A partire dagli anni ’80 ha iniziato ad affermarsi in Europa un’idea secondo la quale gli Stati, specie quelli del sud (tra cui e soprattutto l’Italia), non avrebbero mai promosso la finanziarizzazione dell’economia in assenza di un vincolo esterno, il futuro euro, che imponesse loro disciplina fiscale e controllo sulle finanze pubbliche. In aggiunta a ciò, si credeva possibile che l’integrazione monetaria potesse condurre i Paesi europei direttamente alle pendici dell’Unione politica.

I firmatari del Trattato di Maastricht (1992) entravano quindi di diritto in un processo di dismissione del pubblico a favore del privato. Ancor prima che l’euro entrasse in vigore con la convergenza del 1999, erano già state varate, sotto l’egida e l’impulso di Bruxelles, profonde riforme del mercato del lavoro e la dismissione dell’industria di Stato in molti Paesi (il caso italiano dell’IRI è esemplare).

L’euro, la cui svalutazione o rivalutazione è preclusa agli Stati che l’hanno adottato (poiché la sua gestione è appannaggio esclusivo della Bce) impone che l’aggiustamento degli squilibri macroeconomici avvenga attraverso riforme strutturali - promosse e attuate dagli Stati. Queste consentono allo Stato di rimanere competitivo attraverso la svalutazione del lavoro e non attraverso quella del cambio nominale.

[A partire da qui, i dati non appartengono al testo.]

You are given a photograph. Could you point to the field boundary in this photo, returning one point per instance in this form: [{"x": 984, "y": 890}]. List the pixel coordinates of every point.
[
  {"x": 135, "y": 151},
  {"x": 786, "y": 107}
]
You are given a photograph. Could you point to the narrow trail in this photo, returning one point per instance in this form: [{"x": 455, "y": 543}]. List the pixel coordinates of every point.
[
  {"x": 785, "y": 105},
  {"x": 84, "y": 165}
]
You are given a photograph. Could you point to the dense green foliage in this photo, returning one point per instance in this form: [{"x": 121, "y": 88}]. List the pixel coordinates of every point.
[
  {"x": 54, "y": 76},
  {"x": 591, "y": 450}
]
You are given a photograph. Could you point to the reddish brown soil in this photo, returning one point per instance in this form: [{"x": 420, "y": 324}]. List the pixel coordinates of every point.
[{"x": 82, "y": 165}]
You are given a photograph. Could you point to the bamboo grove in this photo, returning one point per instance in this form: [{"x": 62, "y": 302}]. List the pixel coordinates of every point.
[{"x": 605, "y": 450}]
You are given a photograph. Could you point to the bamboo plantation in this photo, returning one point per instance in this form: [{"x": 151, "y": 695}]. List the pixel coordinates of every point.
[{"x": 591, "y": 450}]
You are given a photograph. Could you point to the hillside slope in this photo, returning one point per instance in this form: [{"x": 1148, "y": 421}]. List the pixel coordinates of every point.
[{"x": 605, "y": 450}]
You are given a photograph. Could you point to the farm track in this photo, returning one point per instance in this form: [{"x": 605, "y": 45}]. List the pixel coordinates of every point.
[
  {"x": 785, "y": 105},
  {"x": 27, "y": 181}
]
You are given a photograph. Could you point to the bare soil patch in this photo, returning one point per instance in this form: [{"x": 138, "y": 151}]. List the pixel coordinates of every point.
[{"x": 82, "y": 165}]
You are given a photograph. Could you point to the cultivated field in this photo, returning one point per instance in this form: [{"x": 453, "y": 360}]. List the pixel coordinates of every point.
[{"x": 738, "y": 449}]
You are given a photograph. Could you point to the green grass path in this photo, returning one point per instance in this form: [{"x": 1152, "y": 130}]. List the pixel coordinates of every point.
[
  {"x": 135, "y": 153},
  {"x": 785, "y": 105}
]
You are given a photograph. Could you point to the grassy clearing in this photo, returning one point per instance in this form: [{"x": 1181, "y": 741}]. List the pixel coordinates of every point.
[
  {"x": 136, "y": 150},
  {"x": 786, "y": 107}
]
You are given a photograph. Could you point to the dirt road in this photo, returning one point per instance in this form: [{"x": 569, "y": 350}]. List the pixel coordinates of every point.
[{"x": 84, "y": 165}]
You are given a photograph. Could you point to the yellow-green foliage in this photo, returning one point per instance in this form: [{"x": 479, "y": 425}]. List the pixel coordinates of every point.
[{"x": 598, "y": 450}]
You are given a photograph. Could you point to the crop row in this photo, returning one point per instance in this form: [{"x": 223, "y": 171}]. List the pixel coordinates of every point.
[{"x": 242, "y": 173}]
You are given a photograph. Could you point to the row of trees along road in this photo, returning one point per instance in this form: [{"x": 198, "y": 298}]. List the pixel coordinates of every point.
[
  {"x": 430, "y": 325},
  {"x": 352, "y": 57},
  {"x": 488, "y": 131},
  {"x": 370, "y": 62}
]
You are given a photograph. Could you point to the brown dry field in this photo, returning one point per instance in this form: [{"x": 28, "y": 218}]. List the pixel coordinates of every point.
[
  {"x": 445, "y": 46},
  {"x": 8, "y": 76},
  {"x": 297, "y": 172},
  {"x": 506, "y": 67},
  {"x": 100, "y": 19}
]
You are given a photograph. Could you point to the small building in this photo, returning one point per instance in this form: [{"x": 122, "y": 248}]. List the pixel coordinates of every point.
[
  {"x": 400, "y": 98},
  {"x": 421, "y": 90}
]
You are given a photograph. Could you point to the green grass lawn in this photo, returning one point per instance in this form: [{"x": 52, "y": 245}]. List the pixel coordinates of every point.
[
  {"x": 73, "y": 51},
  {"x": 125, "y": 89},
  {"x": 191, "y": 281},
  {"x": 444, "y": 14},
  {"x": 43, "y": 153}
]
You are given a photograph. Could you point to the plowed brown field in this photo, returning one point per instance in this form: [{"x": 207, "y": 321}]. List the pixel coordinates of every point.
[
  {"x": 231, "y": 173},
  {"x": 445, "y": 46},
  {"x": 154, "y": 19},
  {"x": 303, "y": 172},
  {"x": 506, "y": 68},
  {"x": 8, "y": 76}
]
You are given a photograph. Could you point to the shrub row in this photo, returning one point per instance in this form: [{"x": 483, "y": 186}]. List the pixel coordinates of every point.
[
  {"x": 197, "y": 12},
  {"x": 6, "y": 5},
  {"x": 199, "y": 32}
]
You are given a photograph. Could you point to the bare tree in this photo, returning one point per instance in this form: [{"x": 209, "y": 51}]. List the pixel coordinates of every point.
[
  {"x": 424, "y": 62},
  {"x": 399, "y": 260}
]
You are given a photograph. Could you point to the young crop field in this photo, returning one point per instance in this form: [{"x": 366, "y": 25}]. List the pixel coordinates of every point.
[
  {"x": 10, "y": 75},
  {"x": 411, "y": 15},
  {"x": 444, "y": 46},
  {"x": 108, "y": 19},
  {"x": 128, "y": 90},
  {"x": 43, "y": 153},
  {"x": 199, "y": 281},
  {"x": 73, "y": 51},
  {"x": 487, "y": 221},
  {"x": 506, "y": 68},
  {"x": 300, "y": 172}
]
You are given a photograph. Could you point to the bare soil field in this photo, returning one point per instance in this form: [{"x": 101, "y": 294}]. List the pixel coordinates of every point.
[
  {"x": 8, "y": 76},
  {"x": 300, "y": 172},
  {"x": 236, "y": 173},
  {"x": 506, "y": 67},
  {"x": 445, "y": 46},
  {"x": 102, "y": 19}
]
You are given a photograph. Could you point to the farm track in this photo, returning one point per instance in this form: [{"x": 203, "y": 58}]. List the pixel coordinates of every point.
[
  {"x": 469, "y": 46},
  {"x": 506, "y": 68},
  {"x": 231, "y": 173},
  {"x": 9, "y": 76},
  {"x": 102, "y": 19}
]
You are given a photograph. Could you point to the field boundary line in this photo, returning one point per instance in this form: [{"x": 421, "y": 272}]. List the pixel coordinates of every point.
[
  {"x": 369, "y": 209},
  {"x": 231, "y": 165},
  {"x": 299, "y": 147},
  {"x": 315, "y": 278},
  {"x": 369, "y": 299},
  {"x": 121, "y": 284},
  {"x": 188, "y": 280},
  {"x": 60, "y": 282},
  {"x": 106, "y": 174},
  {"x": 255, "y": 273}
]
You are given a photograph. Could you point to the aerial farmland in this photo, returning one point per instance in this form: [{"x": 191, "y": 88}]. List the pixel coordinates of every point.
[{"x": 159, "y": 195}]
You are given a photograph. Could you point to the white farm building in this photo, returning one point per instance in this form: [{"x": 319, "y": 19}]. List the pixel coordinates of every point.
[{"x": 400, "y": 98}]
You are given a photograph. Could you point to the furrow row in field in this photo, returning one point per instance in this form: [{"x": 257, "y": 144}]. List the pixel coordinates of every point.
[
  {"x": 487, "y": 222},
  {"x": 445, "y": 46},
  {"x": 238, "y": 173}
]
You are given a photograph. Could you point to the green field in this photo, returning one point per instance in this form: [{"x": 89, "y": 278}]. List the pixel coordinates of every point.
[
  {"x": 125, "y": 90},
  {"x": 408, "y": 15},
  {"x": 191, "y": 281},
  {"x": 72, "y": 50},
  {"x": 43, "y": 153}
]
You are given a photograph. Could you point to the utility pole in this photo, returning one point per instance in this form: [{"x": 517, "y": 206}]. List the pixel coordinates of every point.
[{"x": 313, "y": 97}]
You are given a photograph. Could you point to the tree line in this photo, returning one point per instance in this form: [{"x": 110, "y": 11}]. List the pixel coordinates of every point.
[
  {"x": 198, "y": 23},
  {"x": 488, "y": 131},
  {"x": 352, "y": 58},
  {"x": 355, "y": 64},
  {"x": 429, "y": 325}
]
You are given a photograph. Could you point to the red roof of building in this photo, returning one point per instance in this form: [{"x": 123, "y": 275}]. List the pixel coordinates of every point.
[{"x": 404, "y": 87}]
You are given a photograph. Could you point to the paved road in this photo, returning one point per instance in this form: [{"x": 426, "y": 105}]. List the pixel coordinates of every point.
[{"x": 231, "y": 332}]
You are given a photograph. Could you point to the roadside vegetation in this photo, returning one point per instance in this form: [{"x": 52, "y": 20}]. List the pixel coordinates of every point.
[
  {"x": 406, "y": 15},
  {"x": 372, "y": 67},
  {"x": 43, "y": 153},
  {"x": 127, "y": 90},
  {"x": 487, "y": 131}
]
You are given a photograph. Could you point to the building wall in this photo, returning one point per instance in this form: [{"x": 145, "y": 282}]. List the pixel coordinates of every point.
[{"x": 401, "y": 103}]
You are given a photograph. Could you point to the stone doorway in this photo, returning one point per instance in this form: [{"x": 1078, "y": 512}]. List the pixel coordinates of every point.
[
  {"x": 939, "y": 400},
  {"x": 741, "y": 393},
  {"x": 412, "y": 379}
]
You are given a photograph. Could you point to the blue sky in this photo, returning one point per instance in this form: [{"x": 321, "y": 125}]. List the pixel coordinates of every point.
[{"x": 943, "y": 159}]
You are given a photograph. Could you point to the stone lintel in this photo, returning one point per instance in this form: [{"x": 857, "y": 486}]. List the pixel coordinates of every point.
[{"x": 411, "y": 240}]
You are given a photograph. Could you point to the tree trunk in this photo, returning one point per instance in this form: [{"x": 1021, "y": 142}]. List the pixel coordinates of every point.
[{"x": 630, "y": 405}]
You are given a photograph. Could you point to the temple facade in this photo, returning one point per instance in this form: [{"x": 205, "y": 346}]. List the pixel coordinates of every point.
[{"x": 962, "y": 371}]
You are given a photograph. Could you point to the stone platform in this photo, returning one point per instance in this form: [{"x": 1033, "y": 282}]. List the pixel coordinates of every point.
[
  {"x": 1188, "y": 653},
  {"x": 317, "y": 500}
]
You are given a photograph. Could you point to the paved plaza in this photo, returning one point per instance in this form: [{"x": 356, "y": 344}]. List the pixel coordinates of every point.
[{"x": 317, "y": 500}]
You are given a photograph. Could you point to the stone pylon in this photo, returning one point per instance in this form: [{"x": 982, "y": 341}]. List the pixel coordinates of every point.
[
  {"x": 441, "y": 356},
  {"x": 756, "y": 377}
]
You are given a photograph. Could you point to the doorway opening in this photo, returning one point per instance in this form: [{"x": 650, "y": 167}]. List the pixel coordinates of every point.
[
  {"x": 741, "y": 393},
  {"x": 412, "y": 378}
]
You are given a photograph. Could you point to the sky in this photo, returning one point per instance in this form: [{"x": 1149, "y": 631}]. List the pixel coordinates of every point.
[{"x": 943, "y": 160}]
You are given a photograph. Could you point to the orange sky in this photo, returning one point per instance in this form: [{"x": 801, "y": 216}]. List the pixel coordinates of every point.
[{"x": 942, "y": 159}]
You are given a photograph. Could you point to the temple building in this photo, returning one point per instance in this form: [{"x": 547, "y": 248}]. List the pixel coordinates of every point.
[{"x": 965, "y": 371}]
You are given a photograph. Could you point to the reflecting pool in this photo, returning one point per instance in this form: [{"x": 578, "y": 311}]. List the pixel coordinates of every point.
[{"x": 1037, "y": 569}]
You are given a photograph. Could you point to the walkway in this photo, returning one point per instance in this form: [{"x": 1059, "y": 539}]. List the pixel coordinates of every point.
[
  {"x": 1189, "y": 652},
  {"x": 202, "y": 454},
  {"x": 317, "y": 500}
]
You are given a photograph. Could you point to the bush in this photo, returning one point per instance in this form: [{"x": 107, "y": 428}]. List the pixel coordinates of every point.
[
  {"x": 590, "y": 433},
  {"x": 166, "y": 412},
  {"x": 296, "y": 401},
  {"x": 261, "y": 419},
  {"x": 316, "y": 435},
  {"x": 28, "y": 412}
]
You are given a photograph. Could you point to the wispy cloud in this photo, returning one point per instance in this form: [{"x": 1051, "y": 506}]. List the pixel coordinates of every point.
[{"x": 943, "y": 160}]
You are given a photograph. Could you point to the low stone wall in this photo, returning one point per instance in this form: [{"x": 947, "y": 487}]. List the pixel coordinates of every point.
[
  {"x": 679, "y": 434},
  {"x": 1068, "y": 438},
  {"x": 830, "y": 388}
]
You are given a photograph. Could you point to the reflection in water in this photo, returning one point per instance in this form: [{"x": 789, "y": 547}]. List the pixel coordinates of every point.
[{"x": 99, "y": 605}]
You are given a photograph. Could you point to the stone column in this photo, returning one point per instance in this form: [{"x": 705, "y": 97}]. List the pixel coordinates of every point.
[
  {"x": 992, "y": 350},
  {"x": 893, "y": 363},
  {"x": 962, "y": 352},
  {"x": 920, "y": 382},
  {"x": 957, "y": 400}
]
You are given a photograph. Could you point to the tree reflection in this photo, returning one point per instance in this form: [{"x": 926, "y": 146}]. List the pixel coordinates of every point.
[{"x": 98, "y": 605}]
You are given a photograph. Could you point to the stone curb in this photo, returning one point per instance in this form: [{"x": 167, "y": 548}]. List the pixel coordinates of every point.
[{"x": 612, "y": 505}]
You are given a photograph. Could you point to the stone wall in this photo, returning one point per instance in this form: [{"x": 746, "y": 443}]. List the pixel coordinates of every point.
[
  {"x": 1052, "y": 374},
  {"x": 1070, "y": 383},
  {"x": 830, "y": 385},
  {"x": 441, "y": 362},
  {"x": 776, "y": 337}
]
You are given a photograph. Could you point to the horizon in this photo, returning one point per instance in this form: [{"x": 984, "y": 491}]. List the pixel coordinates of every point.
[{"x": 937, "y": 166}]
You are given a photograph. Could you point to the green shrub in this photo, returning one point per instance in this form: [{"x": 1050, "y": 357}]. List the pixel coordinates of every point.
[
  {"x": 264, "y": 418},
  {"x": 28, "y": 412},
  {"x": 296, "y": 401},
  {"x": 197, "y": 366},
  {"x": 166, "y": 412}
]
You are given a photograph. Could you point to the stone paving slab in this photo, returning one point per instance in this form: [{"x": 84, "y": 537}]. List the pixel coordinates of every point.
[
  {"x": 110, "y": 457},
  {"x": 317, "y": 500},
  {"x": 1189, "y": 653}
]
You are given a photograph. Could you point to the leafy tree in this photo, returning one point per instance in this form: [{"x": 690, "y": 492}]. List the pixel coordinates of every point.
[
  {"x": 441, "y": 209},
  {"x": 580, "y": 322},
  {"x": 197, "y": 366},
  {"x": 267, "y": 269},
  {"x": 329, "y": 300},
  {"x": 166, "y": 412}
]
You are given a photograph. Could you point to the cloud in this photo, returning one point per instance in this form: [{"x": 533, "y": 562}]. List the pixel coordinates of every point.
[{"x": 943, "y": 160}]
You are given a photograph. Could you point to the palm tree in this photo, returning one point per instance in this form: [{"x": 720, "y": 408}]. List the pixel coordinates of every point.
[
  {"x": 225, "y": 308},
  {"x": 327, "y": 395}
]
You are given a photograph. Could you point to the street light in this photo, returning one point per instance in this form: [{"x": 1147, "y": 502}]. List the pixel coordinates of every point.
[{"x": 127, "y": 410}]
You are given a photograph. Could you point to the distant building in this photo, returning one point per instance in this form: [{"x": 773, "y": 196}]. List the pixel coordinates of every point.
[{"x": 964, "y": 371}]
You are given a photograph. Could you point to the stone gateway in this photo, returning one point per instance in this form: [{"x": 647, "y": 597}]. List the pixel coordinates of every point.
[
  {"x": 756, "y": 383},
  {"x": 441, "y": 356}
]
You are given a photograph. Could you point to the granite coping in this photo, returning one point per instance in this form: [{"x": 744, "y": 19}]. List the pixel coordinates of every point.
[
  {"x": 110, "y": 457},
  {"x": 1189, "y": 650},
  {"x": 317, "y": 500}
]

L’assenza del rischio di cambio connessa all’euro favorisce la finanziarizzazione dell’economia e le riforme strutturali diventano il biglietto da visita degli Stati. Uno Stato dell’eurozona che si rifiuti d’implementare le riforme strutturali perde di credibilità agli occhi del mercato causando forti tensioni sistemiche in tutta l’eurozona. Da qui l’insistenza, spesso sfociata in vera è propria ingerenza, da parte dell’Ue.

Rendere il fattore lavoro flessibile, istituire il pareggio di bilancio come colonna portante delle ideologie politiche nazionali, ridurre il deficit pubblico, contenere i debito pubblico anche quando questo non rappresenta un problema per la stabilità del Paese, sono tutte riforme strutturali pensate per rendere il Paese competitivo in regime economico, a misura di mercato, plasmato dall’euro.